"We'll call it, 'The Bloody Awful'"
October 11, 2017 11:17 AM   Subscribe

"We bought a small bottle of Jamesons Irish Whiskey and a tub of single cream and hurried back. It was a lovely May morning. 1973. Underdogs Sunderland had just won the FA Cup. We mixed the two ingredients in our kitchen, tasted the result and it was certainly intriguing, but in reality bloody awful. Undaunted, we threw in some sugar and it got better, but it still missed something."
In 1973, I invented a ‘girly drink’ called Baileys (David Gluckman for The Irish Times)
posted by joseph conrad is fully awesome (59 comments total) 40 users marked this as a favorite
 
How fitting that my favourite drink, Bailey's, or as I call it, "that divine dessert in a glass", was invented the year I was born.
posted by orange swan at 11:22 AM on October 11 [1 favorite]

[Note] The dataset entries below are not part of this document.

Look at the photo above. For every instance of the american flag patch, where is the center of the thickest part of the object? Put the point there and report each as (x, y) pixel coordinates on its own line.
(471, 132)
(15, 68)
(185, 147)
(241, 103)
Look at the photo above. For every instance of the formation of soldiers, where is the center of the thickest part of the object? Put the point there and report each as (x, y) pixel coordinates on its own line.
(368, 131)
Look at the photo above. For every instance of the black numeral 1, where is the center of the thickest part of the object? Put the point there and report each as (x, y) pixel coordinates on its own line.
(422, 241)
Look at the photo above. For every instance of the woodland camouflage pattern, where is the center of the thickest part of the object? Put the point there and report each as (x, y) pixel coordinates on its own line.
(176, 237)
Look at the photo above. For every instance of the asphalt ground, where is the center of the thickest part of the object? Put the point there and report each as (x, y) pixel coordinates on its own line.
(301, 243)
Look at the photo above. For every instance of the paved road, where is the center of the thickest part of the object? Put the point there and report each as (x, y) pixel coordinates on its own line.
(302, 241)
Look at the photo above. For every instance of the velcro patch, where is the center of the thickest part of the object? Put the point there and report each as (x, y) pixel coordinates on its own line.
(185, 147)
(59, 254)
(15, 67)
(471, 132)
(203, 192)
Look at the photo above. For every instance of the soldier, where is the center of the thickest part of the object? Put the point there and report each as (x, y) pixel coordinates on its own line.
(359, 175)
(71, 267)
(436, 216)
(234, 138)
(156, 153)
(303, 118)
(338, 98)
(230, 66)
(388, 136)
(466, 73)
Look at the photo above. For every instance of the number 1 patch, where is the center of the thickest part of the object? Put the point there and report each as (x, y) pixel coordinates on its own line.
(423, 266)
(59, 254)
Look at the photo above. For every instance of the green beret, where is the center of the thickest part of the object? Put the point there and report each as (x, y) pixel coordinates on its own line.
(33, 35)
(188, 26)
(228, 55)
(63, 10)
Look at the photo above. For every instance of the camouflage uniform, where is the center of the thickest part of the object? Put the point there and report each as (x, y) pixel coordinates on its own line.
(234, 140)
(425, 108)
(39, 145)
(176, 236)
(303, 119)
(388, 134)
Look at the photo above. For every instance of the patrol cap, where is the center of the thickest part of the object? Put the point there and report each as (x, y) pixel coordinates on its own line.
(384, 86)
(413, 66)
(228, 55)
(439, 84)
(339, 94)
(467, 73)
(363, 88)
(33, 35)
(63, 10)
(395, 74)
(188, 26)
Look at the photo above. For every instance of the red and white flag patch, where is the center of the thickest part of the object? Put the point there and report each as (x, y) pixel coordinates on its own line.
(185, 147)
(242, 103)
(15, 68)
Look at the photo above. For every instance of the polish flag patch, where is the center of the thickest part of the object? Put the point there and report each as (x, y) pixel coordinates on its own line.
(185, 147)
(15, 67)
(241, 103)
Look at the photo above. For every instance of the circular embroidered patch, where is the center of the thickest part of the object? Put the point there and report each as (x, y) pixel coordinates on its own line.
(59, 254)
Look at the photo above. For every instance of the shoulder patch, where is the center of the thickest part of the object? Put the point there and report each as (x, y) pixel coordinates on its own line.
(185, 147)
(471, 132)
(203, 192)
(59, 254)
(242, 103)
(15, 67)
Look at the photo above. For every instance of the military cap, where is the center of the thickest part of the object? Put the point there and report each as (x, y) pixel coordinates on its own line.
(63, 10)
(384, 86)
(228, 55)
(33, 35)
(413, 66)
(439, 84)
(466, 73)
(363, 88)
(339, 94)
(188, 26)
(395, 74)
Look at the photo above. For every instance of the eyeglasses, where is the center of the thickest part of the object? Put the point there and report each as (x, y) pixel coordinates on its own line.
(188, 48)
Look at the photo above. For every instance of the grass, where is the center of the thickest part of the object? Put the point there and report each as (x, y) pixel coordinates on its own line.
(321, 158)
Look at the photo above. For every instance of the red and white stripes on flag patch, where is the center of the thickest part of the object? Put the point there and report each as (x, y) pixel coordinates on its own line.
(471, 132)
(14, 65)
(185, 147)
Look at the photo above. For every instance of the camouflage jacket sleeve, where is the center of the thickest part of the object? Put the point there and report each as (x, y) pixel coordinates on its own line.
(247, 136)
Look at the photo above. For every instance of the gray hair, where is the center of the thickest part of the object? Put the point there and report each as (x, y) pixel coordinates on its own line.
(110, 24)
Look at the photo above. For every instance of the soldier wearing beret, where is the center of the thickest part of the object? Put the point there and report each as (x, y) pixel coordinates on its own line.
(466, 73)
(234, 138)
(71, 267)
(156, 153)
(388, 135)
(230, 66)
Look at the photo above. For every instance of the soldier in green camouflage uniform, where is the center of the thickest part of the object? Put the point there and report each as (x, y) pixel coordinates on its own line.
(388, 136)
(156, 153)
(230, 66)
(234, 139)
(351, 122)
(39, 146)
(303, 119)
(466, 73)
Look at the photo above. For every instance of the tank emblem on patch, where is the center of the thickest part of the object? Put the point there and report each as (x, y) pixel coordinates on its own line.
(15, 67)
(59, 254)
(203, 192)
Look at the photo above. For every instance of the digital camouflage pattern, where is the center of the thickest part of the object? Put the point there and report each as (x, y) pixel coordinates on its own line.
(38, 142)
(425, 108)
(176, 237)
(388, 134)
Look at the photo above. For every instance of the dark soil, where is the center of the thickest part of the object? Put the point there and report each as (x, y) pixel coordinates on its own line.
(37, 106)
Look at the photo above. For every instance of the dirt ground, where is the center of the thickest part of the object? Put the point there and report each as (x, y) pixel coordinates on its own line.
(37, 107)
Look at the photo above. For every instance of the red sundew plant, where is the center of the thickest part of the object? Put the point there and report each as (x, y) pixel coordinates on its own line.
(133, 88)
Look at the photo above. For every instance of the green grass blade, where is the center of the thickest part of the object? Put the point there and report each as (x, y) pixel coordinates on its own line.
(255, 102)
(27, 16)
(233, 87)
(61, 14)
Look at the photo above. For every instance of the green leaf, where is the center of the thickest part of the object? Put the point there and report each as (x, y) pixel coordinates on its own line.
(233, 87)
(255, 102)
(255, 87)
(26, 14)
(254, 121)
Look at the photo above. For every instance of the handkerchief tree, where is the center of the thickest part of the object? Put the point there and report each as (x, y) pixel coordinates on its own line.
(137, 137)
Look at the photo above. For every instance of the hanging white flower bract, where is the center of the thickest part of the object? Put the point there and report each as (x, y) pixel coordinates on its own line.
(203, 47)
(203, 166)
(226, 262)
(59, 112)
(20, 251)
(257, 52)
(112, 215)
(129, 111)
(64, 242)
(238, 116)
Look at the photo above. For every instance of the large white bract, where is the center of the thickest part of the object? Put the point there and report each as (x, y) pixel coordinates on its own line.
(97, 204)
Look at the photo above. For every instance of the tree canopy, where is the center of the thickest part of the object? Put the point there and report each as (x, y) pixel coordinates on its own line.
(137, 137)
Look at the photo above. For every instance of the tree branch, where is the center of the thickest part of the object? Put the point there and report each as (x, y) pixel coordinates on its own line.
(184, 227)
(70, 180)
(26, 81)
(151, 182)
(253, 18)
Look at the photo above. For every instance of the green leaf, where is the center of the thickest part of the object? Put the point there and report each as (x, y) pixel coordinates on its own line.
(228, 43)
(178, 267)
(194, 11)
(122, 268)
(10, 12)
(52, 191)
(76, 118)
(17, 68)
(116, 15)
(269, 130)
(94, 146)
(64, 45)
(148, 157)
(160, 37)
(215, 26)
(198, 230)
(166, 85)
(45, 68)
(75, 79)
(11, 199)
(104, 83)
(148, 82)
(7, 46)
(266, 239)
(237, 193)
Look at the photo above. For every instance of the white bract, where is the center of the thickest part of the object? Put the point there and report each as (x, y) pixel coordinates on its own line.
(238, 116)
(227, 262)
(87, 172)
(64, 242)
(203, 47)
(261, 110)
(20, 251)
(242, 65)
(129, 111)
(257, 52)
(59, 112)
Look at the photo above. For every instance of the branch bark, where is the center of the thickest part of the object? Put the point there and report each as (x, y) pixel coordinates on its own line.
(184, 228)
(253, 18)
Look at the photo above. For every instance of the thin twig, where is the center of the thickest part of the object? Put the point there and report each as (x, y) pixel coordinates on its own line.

The invention of that classic bar gag, the "cement mixer", was a fun bit of the story.

(So, the thing is that the acid in citrus will cause cream to curdle, hence why adding Bailey's to lemonade doesn't work. A prank one can do to a drinker at a bar is to have them take a shot of Bailey's, then some lemon juice. The result is that the shot congeals in the victim's mouth, much like cement in a mixer.)
posted by NoxAeternum at 11:36 AM on October 11 [3 favorites]


It is totally worth it to make it yourself at home from one of the recipes online. It's a whole lot tastier DIY; the only drawback is that it has to be refrigerated which is a reasonable tradeoff.
posted by peeedro at 11:42 AM on October 11 [4 favorites]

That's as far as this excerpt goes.